Geopolitics as a discipline tries to explain the influence of geographical factors behind sociocultural organization and politics. Many models have been conceptualized within the area. One of the least specialized and easiest to understand was introduced by Alastair Taylor, a professor of geography and political science at Queen’s University in Canada (Taylor 1973).
The model has two parts: the levels of organization and the regulating mechanisms. It was designed mainly to explain the quantum leaps of social development in human history by correlating specific levels of societal and political organization with different stages of environmental control.
The first part of the model includes the following phenomena.
- the systemic levels of sociocultural organization
- processes demonstrating self-stabilization within a given level of organization and integration
- systemic transformation resulting in a sociocultural quantum leap across an environmental frontier
Five levels of organization, defined by the main man/ environment relationships, are shown in Figure 3.12.
Interpreted horizontally, each column denotes exchange between the physical environmental factors and the control of the same through technology, science, transportation, communication and government.

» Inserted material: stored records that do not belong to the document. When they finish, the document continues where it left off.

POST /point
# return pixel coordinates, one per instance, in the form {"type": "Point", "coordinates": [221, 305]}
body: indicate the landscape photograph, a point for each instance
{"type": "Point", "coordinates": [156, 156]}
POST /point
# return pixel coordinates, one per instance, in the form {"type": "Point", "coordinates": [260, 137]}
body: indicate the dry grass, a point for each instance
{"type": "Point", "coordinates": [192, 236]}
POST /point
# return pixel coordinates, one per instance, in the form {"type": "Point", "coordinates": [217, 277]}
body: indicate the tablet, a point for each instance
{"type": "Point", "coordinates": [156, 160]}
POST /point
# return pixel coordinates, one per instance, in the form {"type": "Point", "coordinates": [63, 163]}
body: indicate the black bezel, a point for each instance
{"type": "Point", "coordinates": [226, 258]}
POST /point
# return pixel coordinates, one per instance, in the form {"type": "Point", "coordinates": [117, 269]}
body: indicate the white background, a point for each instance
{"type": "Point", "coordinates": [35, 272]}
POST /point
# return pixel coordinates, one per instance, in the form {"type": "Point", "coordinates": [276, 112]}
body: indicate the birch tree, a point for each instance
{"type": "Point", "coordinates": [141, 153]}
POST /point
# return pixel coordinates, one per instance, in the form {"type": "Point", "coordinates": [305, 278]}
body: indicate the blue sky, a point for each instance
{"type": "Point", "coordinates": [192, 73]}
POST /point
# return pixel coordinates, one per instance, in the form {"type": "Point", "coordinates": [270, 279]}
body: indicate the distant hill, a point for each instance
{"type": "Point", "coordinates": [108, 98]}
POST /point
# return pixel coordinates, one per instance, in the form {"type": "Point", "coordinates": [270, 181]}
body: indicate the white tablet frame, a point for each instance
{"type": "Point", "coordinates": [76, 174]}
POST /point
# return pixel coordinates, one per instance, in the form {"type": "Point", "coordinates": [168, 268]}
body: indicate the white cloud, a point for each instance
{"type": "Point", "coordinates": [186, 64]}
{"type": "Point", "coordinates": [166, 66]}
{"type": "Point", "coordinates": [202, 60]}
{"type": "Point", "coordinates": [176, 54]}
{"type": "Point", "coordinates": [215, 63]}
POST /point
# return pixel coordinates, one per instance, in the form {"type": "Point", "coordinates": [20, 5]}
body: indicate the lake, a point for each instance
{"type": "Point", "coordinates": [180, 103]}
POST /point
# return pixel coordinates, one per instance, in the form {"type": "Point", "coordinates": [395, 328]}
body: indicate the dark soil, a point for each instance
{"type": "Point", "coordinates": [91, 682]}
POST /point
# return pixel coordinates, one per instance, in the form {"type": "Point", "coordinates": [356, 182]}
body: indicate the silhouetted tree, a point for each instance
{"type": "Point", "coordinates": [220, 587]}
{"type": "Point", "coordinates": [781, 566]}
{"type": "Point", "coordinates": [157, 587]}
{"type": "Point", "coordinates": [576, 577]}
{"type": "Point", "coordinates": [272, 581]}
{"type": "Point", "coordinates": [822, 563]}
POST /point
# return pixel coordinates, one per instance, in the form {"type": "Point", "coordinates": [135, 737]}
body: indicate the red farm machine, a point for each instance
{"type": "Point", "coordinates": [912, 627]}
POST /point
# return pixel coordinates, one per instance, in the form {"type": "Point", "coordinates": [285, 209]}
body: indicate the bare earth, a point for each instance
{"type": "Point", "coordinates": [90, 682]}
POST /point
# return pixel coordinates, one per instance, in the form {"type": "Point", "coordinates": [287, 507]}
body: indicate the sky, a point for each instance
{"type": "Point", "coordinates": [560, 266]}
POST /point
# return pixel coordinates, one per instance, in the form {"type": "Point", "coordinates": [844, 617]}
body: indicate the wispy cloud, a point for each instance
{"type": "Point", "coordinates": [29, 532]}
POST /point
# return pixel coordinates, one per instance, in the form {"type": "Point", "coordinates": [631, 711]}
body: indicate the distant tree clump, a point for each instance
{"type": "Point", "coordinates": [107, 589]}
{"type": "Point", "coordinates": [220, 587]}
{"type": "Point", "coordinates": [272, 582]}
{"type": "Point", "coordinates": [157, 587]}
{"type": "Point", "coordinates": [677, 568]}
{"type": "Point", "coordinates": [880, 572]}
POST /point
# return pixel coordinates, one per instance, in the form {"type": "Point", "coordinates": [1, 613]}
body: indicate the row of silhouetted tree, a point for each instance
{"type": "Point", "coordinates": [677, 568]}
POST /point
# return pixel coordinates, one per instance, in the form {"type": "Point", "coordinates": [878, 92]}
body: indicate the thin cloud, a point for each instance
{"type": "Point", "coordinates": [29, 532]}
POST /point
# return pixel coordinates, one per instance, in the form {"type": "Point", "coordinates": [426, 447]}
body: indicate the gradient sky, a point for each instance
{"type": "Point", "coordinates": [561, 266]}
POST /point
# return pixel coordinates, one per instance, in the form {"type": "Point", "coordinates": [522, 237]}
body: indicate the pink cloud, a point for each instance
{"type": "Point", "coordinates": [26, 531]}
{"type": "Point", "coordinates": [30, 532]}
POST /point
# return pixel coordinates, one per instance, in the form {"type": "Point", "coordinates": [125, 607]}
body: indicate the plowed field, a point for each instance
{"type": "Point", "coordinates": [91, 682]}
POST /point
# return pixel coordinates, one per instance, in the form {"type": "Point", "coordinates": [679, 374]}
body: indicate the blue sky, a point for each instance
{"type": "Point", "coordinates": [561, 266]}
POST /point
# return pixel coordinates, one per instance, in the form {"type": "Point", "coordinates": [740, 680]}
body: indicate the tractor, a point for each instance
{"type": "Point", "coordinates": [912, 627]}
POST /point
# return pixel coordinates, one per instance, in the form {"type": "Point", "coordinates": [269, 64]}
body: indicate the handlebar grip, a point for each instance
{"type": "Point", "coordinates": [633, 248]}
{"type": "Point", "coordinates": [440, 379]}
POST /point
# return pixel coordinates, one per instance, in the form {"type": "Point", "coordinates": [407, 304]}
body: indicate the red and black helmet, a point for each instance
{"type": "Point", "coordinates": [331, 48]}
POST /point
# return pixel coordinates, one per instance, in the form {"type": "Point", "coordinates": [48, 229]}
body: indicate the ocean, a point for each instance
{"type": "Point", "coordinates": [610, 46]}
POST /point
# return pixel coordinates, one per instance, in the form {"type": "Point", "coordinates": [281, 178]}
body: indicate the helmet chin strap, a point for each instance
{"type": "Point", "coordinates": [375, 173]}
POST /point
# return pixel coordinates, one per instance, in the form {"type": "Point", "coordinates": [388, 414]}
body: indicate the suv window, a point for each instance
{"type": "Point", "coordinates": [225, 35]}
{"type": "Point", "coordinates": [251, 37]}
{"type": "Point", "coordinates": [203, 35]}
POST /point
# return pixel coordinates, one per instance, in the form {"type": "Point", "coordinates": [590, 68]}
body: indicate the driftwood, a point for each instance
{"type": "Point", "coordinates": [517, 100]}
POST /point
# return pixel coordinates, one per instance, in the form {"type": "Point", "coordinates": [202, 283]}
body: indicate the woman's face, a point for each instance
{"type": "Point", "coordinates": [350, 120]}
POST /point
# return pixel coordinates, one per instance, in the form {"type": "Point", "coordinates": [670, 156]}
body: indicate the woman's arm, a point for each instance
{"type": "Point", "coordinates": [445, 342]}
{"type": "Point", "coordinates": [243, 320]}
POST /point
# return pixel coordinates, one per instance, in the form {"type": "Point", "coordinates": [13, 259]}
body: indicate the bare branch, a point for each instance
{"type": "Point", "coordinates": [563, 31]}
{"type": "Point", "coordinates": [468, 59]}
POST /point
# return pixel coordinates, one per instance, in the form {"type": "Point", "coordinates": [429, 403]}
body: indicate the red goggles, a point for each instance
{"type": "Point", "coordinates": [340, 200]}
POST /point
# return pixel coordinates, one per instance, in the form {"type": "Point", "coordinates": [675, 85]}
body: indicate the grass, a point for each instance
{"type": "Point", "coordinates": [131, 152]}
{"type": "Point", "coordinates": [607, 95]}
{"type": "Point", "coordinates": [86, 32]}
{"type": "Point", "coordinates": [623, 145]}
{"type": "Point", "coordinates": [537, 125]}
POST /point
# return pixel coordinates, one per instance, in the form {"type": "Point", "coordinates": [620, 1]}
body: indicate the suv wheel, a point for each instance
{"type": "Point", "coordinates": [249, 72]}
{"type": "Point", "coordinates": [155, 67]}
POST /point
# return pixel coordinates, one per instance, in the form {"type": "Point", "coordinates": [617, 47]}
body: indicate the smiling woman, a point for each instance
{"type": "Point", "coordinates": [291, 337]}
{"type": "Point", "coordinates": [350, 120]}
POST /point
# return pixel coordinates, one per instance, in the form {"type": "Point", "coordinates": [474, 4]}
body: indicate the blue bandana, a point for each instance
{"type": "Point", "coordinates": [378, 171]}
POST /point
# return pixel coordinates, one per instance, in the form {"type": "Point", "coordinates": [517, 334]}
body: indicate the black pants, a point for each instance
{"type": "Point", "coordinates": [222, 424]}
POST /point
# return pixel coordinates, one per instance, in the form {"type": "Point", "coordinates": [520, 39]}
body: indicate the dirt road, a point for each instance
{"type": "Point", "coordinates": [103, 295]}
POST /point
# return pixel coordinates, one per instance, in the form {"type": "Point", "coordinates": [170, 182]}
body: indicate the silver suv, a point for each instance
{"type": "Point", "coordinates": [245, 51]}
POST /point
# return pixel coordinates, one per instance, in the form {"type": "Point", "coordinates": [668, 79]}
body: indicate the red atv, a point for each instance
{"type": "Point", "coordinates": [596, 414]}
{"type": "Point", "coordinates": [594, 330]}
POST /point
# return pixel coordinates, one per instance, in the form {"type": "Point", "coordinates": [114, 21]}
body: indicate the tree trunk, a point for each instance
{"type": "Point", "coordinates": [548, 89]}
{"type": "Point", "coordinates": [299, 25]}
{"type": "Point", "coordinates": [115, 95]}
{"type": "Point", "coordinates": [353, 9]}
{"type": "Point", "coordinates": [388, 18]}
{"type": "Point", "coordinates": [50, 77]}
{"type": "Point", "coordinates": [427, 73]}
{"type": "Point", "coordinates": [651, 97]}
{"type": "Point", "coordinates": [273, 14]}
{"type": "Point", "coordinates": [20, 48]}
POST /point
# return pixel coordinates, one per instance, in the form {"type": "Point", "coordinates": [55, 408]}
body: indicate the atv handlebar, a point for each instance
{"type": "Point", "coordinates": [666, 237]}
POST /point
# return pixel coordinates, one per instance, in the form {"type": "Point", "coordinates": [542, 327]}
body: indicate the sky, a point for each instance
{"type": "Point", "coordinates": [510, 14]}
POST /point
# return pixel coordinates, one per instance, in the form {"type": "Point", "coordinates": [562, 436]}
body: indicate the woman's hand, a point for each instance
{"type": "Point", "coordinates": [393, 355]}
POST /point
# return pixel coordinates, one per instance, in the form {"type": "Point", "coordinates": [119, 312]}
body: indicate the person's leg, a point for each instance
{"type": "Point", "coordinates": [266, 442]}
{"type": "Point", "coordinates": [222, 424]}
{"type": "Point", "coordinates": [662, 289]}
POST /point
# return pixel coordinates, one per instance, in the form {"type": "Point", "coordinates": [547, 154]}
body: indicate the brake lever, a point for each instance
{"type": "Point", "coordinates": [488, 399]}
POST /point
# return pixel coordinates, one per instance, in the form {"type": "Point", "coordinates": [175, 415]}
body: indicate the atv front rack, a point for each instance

Vertically, the five main levels of environmental control are presented as a geometrical sequence: point, line, plane, volume, as the control capabilities grow. All these levels are integrative or recursive, that is, they build upon each previous lower level. As time passes, an increased complexity and heterogeneity takes place. Interpreted as a matrix, the model provides a time/space grid, giving societal/ environment quantization when examined vertically and stabilization when examined horizontally.
The quantization takes place at a very slow rate on the lowest, foodgathering level and gains speed as passes through the different levels.
The stabilization shifts from reactive — adaptive to active — manipulative as it progresses through the different levels. Negative feedback ensuring overall stability is created by the social institutions and predominant general morality. Science and technology have a central role in creating the mechanism of positive feedback.
The second part of the model shows the importance of both positive and negative feedback processes and the interplay between them on all levels of sociocultural organization. The following phenomena are shown in Figure 3.13.
- biospheric and sociocultural inputs from the total environment
- the functioning of the existing system as a converter with numerous subsystems
- the regulation of the system’s social and material output through negative and positive feedback
From the model it is possible to see how material and societal technique interaction results in systemic self-stabilization or transformation. In the model, self-stabilization is denoted as Cybernetics I and transformation as Cybernetics II.
A major systemic transformation always implies an increase in information gathering, converted into knowledge and raising the total amount of system negentropy. Thereby the system’s control capability expands, making it possible to cross existing borders with its output and rise to a new level of societal organization. Taylor has defined this kind of positive feedback as follows: ‘Quantization occurs when deviation is amplified to the point where no deviation-correcting mechanism can prevent the rupturing of the basic systemic framework, that is, when the latter can no longer contain and channel the energies and thrust which have been generated.’ Examples of selfstabilization with negative feedback can be detected in mature sub- hominid societies where the struggle for life is fully operative and the prevailing technique exercises maximal environmental control.
Transformation with positive feedback works in two ways: as self- organization and development and as systemic change with environmental quantization. An example of the first can be Eskimo societies showing an extensive command of available technique and environmental potential in the far North. By exploiting fire and usable tools like microliths they entered into a vital low-energy symbiosis with their extreme environment. Limits for such an existence given by way of negative feedback soon established societal stabilization on the SI level.
Systemic transformation through access to less sophisticated tools in another environment can be seen in Mesolithic Asia. The use of stone sickles for harvesting, the domestication of wheat and barley and the taming of livestock created the ‘neolithic revolution’ on level S2. Here arose a new overall control, habitat patterns and social organization, with in turn a better division of labour, increased food supply, that is, the basis for a larger population.
A more dramatic quantum leap in connection with a new technique and favourable environment can be found in ancient China and Egypt. A food surplus and better societal organization opened the way for the ‘urban revolution’ on level S3. This is characterized by the rise of towns, refined administration, the division of population into classes, etc. These earliest civilizations, localized along rivers, could control and cultivate a whole valley and develop hydraulic technology. The city state was born.
An alternative way to visualize and interpret Taylor’s model is shown in Figure 3.14. Here the five levels are shown as growing territories, connected to the development of human civilization.
Figure 3.14 The emergence of geopolitical systems.